In Round 1, panelists reviewed a listing of outcomes, proposed new outcomes that could be added to the listing for each subgroup, and provided comments regarding the removal of several outcomes (S1 Table). This input was used to draft the Round 2 survey. The 23 panelists who completed Round 1 were invited to take part in Round 2, with 21 (91%) completing the survey. In Round 2, the majority of outcomes exceeded the ≥ 75% agreement threshold and several were endorsed by 100% of respondents. Organ size/volume and lymph node size/volume were endorsed by all panelists across all the patient subgroups. Conversely, tumor necrosis factor α (TNF-α) as an inflammatory signal was endorsed by <50% of panelists across subgroups. After completion of Round 2, new outcomes with greater specificity were added to Round 3—developed from comments by panel members—to further understand original outcome categories that had been endorsed by ≥75% of panelists. For example, the category “Hematologic parameters: hemoglobin, platelets, lymphocytes, neutrophils” was split into 4 separate categories, 1 for each individual parameter.

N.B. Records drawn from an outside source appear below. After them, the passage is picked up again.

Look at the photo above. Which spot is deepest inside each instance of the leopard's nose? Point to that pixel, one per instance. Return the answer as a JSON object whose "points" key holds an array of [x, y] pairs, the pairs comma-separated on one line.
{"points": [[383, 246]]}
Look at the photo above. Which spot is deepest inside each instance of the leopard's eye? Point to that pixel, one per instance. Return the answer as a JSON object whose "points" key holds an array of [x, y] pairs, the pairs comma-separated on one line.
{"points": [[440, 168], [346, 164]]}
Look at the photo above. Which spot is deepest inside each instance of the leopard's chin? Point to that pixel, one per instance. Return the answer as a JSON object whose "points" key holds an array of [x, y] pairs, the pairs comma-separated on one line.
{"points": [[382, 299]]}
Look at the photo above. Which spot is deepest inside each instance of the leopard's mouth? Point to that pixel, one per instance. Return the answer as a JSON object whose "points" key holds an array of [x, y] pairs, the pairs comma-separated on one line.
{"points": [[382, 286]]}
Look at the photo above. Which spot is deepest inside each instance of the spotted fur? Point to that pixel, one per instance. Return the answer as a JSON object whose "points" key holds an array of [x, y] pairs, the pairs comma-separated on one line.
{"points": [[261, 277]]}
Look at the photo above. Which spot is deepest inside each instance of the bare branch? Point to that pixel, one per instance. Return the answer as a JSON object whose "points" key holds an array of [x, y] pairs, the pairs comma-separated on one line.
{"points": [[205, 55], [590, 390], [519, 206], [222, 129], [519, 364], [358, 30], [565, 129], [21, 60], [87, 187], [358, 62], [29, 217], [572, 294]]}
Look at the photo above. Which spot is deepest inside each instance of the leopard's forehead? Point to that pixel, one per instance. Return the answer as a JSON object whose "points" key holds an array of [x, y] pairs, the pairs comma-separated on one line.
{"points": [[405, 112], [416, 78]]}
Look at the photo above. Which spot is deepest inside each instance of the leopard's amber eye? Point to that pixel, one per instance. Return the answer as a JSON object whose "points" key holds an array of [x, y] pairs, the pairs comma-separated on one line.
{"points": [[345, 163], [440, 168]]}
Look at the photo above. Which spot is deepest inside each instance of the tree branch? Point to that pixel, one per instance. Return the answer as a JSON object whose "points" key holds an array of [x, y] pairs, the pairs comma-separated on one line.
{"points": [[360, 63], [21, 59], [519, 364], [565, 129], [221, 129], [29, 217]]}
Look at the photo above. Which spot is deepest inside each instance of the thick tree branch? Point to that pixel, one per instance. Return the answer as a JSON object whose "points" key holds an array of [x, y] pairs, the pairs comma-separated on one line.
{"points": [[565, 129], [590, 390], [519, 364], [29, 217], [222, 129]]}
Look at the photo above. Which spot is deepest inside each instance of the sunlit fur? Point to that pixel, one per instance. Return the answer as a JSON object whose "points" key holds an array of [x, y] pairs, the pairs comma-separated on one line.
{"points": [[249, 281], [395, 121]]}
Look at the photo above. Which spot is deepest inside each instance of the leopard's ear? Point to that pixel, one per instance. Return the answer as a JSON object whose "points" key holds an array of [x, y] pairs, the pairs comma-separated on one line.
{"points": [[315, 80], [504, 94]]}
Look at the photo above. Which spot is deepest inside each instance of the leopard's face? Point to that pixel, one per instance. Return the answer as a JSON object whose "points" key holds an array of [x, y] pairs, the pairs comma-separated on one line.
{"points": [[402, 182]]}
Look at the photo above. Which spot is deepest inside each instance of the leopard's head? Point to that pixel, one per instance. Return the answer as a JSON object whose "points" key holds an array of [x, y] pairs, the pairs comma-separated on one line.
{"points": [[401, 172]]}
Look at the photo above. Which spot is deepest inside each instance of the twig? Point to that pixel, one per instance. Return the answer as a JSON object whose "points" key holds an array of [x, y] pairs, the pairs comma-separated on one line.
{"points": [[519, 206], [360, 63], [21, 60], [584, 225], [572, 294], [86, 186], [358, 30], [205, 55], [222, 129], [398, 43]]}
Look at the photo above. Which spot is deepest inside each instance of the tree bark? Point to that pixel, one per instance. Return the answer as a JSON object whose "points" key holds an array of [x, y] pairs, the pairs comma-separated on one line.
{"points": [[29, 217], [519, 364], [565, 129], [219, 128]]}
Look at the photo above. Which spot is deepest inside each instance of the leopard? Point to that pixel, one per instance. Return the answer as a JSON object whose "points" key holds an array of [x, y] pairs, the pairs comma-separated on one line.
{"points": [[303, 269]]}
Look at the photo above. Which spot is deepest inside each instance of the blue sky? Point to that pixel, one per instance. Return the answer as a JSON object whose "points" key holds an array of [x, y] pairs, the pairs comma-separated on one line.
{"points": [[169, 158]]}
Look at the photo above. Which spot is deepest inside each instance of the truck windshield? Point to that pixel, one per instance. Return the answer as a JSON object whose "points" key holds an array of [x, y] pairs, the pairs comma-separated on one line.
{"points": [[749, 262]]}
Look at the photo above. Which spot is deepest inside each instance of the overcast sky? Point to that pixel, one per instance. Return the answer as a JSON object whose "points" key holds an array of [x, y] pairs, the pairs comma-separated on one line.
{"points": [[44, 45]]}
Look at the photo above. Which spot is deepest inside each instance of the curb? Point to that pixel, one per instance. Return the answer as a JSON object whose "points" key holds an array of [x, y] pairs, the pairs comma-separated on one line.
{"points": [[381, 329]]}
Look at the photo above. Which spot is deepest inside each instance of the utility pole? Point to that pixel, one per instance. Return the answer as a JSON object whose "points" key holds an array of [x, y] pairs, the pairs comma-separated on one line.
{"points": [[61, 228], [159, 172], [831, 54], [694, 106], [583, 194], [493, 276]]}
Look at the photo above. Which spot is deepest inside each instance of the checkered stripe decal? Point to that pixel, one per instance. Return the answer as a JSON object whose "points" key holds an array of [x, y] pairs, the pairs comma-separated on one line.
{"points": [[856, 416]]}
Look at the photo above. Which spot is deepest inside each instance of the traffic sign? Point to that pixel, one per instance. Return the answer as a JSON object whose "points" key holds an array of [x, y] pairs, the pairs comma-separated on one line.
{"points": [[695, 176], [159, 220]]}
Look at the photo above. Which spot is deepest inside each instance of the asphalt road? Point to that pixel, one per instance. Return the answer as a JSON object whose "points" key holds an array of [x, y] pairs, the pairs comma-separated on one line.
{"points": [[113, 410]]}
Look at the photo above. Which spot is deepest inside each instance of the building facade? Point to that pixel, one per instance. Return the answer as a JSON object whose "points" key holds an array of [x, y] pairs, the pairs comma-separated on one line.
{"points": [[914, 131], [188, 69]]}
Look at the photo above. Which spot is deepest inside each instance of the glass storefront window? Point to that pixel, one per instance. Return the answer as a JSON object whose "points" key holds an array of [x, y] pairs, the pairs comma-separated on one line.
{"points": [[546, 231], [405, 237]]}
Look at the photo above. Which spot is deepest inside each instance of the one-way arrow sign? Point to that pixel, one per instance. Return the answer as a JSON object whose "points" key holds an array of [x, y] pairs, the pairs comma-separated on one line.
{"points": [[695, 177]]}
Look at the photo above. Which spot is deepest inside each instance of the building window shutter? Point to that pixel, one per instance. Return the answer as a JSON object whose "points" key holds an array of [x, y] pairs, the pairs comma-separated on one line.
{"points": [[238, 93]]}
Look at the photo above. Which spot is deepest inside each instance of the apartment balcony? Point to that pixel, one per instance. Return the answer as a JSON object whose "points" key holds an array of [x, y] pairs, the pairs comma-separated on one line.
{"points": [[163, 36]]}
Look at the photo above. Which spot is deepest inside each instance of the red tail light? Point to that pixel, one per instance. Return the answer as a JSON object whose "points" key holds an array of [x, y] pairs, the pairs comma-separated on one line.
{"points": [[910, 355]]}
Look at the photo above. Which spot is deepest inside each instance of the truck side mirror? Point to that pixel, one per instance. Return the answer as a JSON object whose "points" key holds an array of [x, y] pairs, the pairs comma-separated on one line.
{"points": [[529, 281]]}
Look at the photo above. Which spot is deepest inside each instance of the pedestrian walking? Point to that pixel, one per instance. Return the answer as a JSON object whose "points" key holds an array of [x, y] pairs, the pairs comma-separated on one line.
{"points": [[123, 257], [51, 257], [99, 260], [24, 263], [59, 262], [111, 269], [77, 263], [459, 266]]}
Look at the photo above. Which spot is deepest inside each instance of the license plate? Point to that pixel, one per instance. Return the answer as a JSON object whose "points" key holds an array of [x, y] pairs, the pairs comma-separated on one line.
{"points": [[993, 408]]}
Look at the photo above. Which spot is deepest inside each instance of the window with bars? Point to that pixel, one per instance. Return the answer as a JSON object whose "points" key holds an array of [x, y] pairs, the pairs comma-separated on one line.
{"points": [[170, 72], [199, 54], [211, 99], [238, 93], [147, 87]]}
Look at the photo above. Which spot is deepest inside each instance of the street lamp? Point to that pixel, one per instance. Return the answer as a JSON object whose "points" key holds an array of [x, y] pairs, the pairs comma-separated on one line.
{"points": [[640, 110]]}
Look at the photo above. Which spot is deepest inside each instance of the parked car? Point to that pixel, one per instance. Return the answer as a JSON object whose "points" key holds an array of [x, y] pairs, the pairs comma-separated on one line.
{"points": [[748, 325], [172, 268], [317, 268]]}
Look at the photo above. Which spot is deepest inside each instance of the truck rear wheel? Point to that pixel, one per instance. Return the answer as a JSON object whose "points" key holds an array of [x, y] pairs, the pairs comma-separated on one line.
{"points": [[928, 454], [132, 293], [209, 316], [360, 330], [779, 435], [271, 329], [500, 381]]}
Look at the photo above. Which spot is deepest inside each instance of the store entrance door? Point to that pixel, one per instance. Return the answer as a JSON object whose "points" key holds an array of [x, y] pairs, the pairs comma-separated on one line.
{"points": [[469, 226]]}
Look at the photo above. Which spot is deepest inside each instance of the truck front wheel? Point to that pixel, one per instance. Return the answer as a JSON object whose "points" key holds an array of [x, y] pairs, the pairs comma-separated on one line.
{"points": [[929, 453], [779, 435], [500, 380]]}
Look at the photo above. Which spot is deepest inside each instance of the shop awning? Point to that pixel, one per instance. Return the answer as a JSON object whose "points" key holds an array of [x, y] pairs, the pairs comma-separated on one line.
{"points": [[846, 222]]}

The primary goal of Round 3 was to confirm the panelists’ Round 2 agreement ratings regarding whether the original treatment outcomes would be included in their evaluation of a patient starting APDS treatment. The 21 panelists who completed Round 2 were invited to participate in Round 3, with 18 (86%) completing the survey. Figs 3 and 4 show the proportion of panelists who selected “Agree” or “Strongly Agree” for each of the original treatment outcomes in the adult and pediatric populations, respectively. In both pediatric and adult patients, the clinician overall impression of disease activity as well as lymph node size/volume was endorsed by 100% of panelists at both 3 and 6 months after treatment initiation. Patient well-being/QOL, patient/caregiver-reported functioning, hospitalization, infections, and antibiotic use for treatment of acute infection were also represented with high agreement across subgroups. Additionally, weight/growth was identified as an important treatment outcome for pediatric patients with APDS.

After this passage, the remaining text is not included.